The Mediterranean diet protects telomeres that sit at the ends of your chromosomes and stop the ends from fraying. Telomere length is a biomarker of aging: Shorter telomeres are associated with a lower life expectancy and higher rates of developing chronic diseases. Telomerase can mitigate, and possibly stop, cell aging.
2 Meditation and yoga
Yoga and meditation retreat helps you live longer, global studies have shown. People who meditate regularly have on average about 30% more activity of the enzyme telomerase than people who don’t, found a study. Telomerase is responsible for repairing telomeres, which become shorter and less effective at protecting the chromosome with age.
Meditation and yoga protect telomere length by lowering mental stress and arousal and improving hormonal factors that promote its maintenance. Yoga programmes also improve balance, provide a safe form of exercise and lowers risk of falls and injury for older people, report researchers from The George Institute for Global Health.
3 Aerobic exercise
People who walk often and briskly are far more likely to live 15 years longer than those who rarely get up and move, found a study of close to 9,000 people who were followed for 15 years. The study found that being physically active even lowered the negative health effects of other risk factors such as high cholesterol, elevated blood pressure or obesity.

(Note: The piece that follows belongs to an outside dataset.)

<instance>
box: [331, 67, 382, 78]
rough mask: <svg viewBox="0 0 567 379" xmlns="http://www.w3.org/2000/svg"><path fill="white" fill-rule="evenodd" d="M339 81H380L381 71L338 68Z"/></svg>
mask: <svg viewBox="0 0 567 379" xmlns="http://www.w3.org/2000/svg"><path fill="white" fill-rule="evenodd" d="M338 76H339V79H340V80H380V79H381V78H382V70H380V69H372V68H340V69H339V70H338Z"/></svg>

Much as it does with muscles, physical exercise also slows and reverses age-associated degeneration of the brain by feeding it with oxygen and nutrients that help brain cells regenerate. This helps delay age-onset dementia and diseases such as Alzheimer’s.
4 Sex and companionship
More than anti-ageing pills, hormone and vitamin supplements, you need sex and companionship to live longer. Couples who are married and are sexually active live longer than those who don’t, found a major survey of 127,545 adults. Men who marry after age 25 get more protection than those who tie the knot at a younger age, found the study, and the longer they stayed married, the longer they lived in comparison with their unmarried peers.
People living with unmarried partners also fared better than those living alone, but those living with their spouses have the best health of all.
If your parents live past their 70s, there’s a very high chance that you will too. We inherit our genetic code from our parents and these genes, which carry the information needed to build, maintain and repair our body and mind, collaborate with other genes, lifestyle and the environment to determine how healthy we are.
People with parents who live longer have lower rates of some lifestyle diseases, such as heart disease and some cancers, reported a new study this week. The study found that a person’s chances of survival increased by 17% for each decade that at least one parent lived beyond the age of 70.